Community Detection with Known, Unknown, or Partially Known Auxiliary Latent Variables
This addresses the challenge of improving community detection accuracy in networks with nuisance parameters, representing an incremental advance in graph analysis methods.
The paper tackles the problem of community detection in graphs where residual dependencies beyond community membership are modeled by auxiliary latent variables, analyzing exact recovery conditions and proposing a semidefinite programming algorithm that achieves recovery down to the maximum likelihood threshold.

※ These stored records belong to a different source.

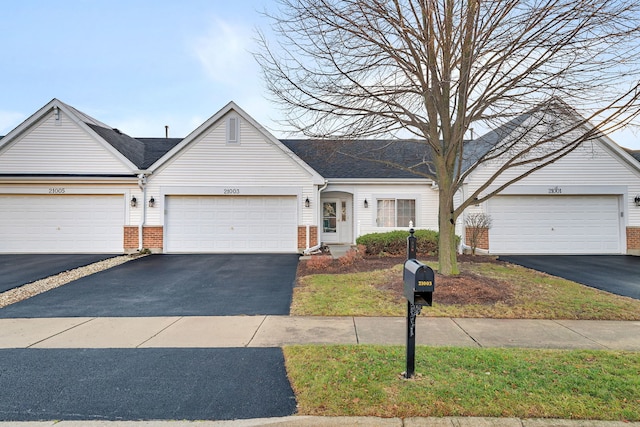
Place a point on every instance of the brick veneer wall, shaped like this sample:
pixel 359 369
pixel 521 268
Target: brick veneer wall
pixel 302 236
pixel 483 238
pixel 151 238
pixel 130 238
pixel 633 240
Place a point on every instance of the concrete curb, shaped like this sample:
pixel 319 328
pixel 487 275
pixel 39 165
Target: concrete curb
pixel 312 421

Empirical observations suggest that in practice, community membership does not completely explain the dependency between the edges of an observation graph. The residual dependence of the graph edges are modeled in this paper, to first order, by auxiliary node latent variables that affect the statistics of the graph edges but carry no information about the communities of interest. We then study community detection in graphs obeying the stochastic block model and censored block model with auxiliary latent variables. We analyze the conditions for exact recovery when these auxiliary latent variables are unknown, representing unknown nuisance parameters or model mismatch. We also analyze exact recovery when these secondary latent variables have been either fully or partially revealed. Finally, we propose a semidefinite programming algorithm for recovering the desired labels when the secondary labels are either known or unknown. We show that exact recovery is possible by semidefinite programming down to the respective maximum likelihood exact recovery threshold.